CPU new features enabled in Linux kernel -

if cpu has new features, how linux kernel handle ? remembered, pae not need rebuild entire system , linux seems installing driver , things work.

say, if cpu provides more execution modes, need rebuild entire system?

if so, why pae not need rebuild while 1 may need?

the types of new features linux kernel support without rebuilding kernel depend on instruction set , nature of features. since x86 provides direct means save processor state (as indicating how state exists), features add application-level state used new kernel.

some isas provide software layer can independent of operating system; example, alpha had pal (privileged architecture library). such layer can abstract hardware operating system (somewhat how bios used), allowing operating system use software perform implementation-specific operations.

obviously without isa-specified interface, linux extended support use of module provide similar abstraction. because linux open source there less incentive provide such interface, though there might advantage having single system image multiple system specializations. in principle dynamic kernel patching provide broader range of extensions, though intended critical (security/reliability-oriented) updates. generally, if 1 changing hardware, 1 rebooting , can update software.

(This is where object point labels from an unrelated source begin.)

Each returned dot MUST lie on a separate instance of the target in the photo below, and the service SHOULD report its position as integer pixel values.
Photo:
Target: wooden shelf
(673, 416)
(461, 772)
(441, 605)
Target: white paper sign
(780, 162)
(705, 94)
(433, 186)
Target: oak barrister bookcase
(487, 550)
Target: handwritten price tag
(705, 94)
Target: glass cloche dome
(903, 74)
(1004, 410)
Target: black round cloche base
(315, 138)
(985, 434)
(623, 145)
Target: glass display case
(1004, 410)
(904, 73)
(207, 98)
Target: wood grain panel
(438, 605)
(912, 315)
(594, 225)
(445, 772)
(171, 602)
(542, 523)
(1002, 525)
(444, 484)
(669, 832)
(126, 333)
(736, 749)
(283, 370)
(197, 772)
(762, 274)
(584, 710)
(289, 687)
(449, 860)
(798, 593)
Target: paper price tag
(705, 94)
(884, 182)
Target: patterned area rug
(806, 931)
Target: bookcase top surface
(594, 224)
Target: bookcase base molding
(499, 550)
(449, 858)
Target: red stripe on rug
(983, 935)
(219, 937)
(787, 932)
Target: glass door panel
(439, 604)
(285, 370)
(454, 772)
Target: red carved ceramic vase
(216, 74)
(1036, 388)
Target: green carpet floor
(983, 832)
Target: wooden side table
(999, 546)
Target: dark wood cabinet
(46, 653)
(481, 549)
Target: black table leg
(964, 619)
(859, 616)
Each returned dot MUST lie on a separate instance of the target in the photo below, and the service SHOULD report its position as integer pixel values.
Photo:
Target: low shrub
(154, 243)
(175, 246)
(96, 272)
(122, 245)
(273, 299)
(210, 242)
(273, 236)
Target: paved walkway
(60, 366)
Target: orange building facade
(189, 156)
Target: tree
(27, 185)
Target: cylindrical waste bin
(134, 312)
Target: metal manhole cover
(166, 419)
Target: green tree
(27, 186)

in order use such interface, subsystems affected need know @ time of kernel compilation. if abstracting new feature existing kernel requires large abstraction layer software, using new kernel make more sense. if supporting new feature requires frequent calls , forth between abstraction layer software , existing kernel, performance tend suffer. (linux monolithic-oriented in design philosophy — preferring performance on abstraction — requiring become hypervisor layer unlikely attractive if added complexity miniscule.)

without such abstraction layer, changes add state or otherwise require new privileged operations cannot added without changing kernel. in principle, new modes require privileged enabling of mode did not add new state (e.g., mode indicator uses reserved bit kernel writes read) and safe other applications have enabled (because context switch code not modified) supported relatively simple kernel module.

for example, kernel module used support entirely new instruction encoding indicated reserved bit in page table entry of pages of code using new encoding. since change limited specific pages, no special support needed core of kernel

because pae used different page table entry format, adding support required new kernel. however, non-pae-aware subsystems upgraded support pae through kernel modules long core kernel supported pae.

new unprivileged instructions not add state or generate new types of interrupts/exceptions (that enter privileged mode), not require kernel support used application software.

(i not programmer less operating system developer, not know if linux abstracts exception handling in such way kernel module add new exception handling code. in theory, isa define larger exception handler table, reserving unused entries support future exceptions, in case, allowing module add handling of new exception type might practical. of course, if core kernel allows arbitrary interrupt handlers changed module, such interrupt — include system calls — directed module's code , call core kernel functions handle unchanged aspects. allowing module hijack kernel in manner seems inadvisable.)